1

When I use Intel I/OAT for DMA zero-copy/zero-cycles(without CPU) transfer through async_memcpy, then where are mapped device memory to, in virtual addressing: to the kernel-buffer(kernel space) or to the user-buffer(user space)?

And does it make any sense to use I/OAT in modern x86_64 CPUs (when CPU-core can fast access to the RAM without north-bridge of chipset)?

http://www.intel.com/content/www/us/en/wireless-network/accel-technology.html

Alex
  • 12,578
  • 15
  • 99
  • 195

1 Answers1

2

Given that the memory is physical memory, it can be any memory that the kernel can address, including both kernel buffers and user-space buffers. It does however have to be "pinned" or "locked", so that the memory doesn't get taken away (e.g. someone doing free on the memory should not release the memory back to the OS for reassignment to another process, because you could get very interesting effects if that is the case). This is of course the same rules that apply to various other DMA accesses.

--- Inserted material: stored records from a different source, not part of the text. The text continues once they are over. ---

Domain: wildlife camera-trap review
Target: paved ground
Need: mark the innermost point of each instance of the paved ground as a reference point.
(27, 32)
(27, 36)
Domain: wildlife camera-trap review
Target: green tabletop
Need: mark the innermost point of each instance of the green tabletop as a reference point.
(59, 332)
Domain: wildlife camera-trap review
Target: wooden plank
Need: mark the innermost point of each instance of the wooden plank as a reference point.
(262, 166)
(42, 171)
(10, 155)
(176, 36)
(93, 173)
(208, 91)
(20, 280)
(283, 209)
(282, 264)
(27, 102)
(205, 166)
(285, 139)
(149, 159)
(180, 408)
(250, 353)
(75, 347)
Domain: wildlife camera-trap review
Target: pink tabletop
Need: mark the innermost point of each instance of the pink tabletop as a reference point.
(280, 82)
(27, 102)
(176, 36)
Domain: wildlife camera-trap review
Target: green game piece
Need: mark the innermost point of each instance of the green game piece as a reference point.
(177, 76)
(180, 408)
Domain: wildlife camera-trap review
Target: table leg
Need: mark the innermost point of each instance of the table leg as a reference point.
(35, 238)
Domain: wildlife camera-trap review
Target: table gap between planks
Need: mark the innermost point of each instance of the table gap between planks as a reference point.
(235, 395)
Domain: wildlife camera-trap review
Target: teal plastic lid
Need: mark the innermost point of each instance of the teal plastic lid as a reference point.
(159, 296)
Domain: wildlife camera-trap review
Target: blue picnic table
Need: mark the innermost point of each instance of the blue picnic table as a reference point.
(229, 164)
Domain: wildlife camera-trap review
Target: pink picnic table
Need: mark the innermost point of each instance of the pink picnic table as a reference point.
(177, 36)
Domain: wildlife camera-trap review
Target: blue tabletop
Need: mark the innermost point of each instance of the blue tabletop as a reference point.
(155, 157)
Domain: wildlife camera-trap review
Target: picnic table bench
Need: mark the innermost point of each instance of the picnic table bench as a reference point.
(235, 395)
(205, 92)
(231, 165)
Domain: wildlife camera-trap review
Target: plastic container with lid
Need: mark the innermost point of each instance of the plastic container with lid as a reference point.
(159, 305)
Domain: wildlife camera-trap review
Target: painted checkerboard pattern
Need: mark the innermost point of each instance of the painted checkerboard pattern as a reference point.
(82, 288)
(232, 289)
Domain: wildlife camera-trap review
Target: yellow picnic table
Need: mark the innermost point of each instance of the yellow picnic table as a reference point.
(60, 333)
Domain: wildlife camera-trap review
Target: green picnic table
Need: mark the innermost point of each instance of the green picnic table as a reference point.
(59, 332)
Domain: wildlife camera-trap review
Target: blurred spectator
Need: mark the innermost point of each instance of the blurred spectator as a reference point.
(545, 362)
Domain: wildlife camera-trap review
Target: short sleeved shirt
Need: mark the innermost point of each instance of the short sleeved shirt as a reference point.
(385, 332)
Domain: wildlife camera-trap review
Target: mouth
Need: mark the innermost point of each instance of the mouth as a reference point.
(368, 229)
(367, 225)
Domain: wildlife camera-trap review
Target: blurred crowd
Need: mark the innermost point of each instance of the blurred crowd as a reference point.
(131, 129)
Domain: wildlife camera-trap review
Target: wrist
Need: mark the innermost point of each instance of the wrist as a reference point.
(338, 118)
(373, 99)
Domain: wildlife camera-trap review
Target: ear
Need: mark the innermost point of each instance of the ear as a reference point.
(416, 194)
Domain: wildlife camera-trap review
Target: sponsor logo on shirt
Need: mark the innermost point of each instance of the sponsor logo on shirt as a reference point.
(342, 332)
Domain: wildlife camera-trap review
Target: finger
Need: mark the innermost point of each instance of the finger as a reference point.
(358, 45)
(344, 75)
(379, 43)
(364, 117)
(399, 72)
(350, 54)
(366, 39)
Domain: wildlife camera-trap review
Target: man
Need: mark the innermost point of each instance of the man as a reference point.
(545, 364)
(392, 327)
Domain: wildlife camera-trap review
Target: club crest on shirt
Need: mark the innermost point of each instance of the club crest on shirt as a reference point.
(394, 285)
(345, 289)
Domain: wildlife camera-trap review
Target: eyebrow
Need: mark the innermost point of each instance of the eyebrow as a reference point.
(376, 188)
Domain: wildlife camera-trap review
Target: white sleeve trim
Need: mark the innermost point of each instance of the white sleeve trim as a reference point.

I doubt very much this helps in copying data structures for your average user-mode application. On the other hand, I don't believe Intel would put these sort of features into the processor unless they thought it was beneficial in some way. The way I understand it is that it's helpful for copying the network receive buffer into user-mode application that is receiving the data, with less CPU involvement. It doesn't necessarily speed up the actual memory transfer much (if at all), but it offloads the CPU from the to do other things.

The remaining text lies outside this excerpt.